Many commentators have disparaged the thoughts and prayers of people of faith in this country in the aftermath of a highly publicized rampage killing. I understand that they are frustrated with what they perceive as an unacceptably negligent legislative response to these events. In the tragedy of the moment they want immediate and decisive action from legislators to prevent future tragedies.

But I've noticed that compared to other recent mass shootings, like the one at a high school in Florida earlier this year, the disparagement of thoughts and prayers was muted over the weekend. That might be because the victims were people of faith at prayer at the time they were attacked, and there can be no doubt that their grieving families are thinking of them and praying right now.

I would like to point out today that even though it was less obvious because the shooting took place at a high school and not a synagogue, there can be little doubt that at least some of the victims' families in Parkland, Florida were praying this February as well when their loved ones were taken from them, and are praying today as other families suffer from the same tragedy.

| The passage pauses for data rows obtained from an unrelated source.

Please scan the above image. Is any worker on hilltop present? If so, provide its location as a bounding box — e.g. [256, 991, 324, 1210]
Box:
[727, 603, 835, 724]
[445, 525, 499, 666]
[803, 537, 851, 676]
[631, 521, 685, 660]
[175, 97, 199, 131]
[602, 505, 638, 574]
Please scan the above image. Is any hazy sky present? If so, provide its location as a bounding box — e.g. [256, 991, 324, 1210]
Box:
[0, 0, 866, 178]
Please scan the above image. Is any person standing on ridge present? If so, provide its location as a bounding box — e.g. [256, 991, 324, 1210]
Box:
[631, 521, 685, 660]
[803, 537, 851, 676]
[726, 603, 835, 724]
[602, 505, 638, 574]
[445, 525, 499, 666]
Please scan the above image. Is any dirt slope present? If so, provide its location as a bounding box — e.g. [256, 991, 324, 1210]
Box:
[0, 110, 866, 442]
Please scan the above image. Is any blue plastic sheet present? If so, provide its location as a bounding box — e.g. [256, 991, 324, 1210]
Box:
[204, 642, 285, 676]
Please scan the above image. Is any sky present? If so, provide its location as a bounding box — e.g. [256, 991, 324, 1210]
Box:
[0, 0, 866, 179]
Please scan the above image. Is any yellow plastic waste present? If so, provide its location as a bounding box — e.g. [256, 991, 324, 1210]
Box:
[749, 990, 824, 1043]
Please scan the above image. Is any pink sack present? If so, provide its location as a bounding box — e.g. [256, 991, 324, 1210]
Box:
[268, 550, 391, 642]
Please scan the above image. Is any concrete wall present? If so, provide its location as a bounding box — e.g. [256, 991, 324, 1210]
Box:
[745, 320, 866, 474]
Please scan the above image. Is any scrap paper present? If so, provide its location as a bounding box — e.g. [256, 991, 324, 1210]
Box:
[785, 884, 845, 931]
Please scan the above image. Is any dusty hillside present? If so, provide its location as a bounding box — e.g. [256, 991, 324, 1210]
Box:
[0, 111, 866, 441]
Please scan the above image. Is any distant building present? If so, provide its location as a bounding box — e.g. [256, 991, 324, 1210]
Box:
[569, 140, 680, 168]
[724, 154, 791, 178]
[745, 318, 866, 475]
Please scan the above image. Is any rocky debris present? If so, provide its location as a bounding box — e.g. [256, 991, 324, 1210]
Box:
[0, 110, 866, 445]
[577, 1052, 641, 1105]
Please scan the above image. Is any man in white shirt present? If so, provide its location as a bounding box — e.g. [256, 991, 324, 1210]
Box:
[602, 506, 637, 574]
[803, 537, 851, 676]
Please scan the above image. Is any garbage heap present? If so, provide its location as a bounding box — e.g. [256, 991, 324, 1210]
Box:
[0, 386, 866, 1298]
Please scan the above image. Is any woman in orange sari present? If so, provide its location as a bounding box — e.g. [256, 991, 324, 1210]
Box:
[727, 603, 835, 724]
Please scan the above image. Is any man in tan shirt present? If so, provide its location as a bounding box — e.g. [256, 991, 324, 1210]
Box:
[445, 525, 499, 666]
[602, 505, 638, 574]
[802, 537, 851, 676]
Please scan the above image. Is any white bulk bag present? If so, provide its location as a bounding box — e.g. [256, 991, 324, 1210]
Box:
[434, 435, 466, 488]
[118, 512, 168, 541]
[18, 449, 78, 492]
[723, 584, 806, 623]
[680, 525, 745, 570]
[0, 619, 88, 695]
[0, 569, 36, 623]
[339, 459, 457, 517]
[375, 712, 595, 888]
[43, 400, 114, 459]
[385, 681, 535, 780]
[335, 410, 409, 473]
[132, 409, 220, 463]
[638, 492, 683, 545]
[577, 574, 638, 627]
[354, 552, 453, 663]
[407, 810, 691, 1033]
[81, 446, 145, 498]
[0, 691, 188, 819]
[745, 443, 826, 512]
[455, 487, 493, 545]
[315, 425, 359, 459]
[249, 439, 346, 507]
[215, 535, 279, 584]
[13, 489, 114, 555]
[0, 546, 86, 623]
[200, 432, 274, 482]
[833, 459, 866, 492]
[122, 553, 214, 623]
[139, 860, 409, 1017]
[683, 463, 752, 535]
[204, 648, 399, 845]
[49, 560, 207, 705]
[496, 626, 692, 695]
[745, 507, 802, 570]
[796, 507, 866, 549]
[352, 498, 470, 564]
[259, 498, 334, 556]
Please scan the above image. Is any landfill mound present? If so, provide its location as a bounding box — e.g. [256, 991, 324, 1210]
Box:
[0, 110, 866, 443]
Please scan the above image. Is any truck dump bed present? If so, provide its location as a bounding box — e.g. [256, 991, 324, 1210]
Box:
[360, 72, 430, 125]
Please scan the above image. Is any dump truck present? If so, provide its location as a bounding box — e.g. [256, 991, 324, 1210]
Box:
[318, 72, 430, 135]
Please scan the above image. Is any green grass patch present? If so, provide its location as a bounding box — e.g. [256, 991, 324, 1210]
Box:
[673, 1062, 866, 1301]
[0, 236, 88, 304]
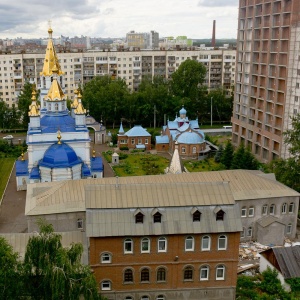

Pew studies show that three out of four Americans pray at least every month, and more than half of us pray every day. So for those who don't understand why, who are frustrated by the calls for thoughts and prayers when these violent episodes befall a community, and who don't know what to say today, I want to explain how prayer can make a difference.

I understand that to its critics, the idea of prayer as a sort of magic spell to ward off misfortune seems dangerously, even offensively and willfully naive. But that's the critics' own perception of the meaning and intention behind prayer– and their own misunderstanding. That's not what people who offer their thoughts and prayers in times of tragedy like this think they're doing.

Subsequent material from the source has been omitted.